On examination, the tongue is pale; the pulse is fine and hesitant. This is a pattern of insufficiency of the blood and body fluids, or, it is due to deficiency of both qi and yin. It is often seen in chronic disease states, in the elderly and women who have just given birth.


Diarrhea means frequent defecation with loose or watery stools. TCM believes this symptom is mainly caused by an attack of exogenous evils, improper diet or yang deficiency in both the spleen and kidneys, which make water descend and cause dysfunction in the intestines. TCM divides the condition into the following six types:

Damp cold type: Individuals present with diarrhea characterized by loose and watery stools. The stools are pale yellow and have a foul odor. Other accompanying symptoms are a bland taste in the mouth, fullness in the epigastric (the upper middle region of the abdomen), abdominal pain, intestinal rumblings and a poor appetite. There may be alternating chills and fever accompanied by headache, nasal congestion and general soreness.

On examination, the tongue is covered by thick white fur; the pulse is slow and hesitant.
Damp heat type: Individuals usually start with abdominal pain followed by diarrhea, and pass formless and foul odor stools with great frequency.
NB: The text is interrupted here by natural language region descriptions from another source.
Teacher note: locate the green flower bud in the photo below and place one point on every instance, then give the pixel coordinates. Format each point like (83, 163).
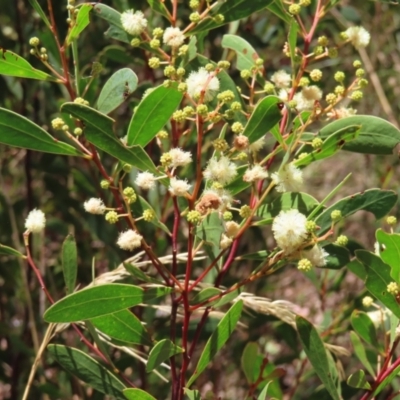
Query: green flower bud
(104, 184)
(111, 217)
(336, 215)
(245, 211)
(193, 216)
Other symptoms include intestinal rumblings, restlessness, thirst and a burning sensation in the anus.

On examination, the tongue is red and covered by yellow, thick and greasy fur; the pulse is rapid.
The tongue is red and coverd by yellow greasy fur.
Food retention type: Individuals have foul smelling diarrhea with sour and rotten vomit, fullness of the epigastric region, intestinal rumblings, abdominal pain that is diminished after fecal discharge, a poor appetite and fever.

On examination, the tongue fur is thick and greasy; the pulse is rolling. This is often due to eating unhygienic food or an improper diet.
Spleen yang deficiency type: Individuals have diarrhea or may just pass loose and soft stool. There is undigested food in the stool. Other symptoms include poor appetite, increased stooling frequency after eating greasy foods, abdominal distention, a dull pain above the navel, a sallow complexion, fatigue and general weakness.
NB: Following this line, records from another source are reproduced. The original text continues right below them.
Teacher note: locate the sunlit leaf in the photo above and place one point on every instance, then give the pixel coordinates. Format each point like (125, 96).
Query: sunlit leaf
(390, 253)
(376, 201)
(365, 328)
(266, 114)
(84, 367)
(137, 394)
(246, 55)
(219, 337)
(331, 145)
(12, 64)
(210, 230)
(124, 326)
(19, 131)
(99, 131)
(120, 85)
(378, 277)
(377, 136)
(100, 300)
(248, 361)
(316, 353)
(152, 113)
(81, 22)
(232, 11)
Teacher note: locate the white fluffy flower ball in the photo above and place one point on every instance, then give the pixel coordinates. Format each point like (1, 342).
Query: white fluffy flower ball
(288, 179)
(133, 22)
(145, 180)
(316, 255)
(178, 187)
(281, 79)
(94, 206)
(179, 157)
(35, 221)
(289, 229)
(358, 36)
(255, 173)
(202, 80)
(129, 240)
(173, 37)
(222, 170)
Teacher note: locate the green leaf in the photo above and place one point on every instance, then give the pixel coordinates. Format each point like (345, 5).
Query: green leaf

On examination, the tongue is pale, enlarged and covered by white fur; the pulse is weak.
Poor appetite and abdominal discomfort are associated with a spleen disorder.
Hyperactive liver qi attacking the spleen type : Individuals have abdominal pain and diarrhea following emotional disturbances. The abdominal discomfort will slightly diminish after defecation. Accompanying symptoms include fullness in the chest and rib sides, belching, loss of appetite, a bitter taste in the mouth, acid regurgitation, a sallow complexion and fatigue.
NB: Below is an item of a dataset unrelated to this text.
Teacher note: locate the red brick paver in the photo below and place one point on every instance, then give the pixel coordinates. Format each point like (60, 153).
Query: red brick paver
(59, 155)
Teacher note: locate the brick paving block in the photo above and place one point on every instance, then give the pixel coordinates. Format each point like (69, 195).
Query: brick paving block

On examination, the tongue is pink with little fur; the pulse is taut.
Kidney yang deficiency type: This is due to the kidney yang failing to warm the spleen. Individuals present with abdominal pain at dawn and then pass a loose stool. The abdominal pain is relieved after defecation. There is also coldness and soreness present in the lumbar area and knees. Distension in the abdominal region and aversion of coldness are typically present.

On examination, the tongue is pale and enlarged; the pulse is deep and fine.

Blood in the stool

  • Stool mixed with fresh blood and foul in odor is often due to an attack of heat evils in the meridians and blood vessels.
  • Dysentery: Both blood and mucus are present in the stool. Other symptoms include abdominal pain, fever, tenesmus (rectal heaviness) and abdominal urgency. This is a result of damp-heat in the large intestine.
  • Black, tar-liked stool is due to blood stasis, which indicates bleeding in the upper portion of the digestive system.
  • Red, bloody stool indicates bleeding in the lower portion of the digestive system..
  • Blood in the stool should always be evaluated by a physician as it can be a symptom of some serious medical conditions.

Fecal incontinence

This occurs when an individual is unable to control defecation and the stool is discharged out spontaneously. It pertains to yang deficiencies in the spleen and kidneys.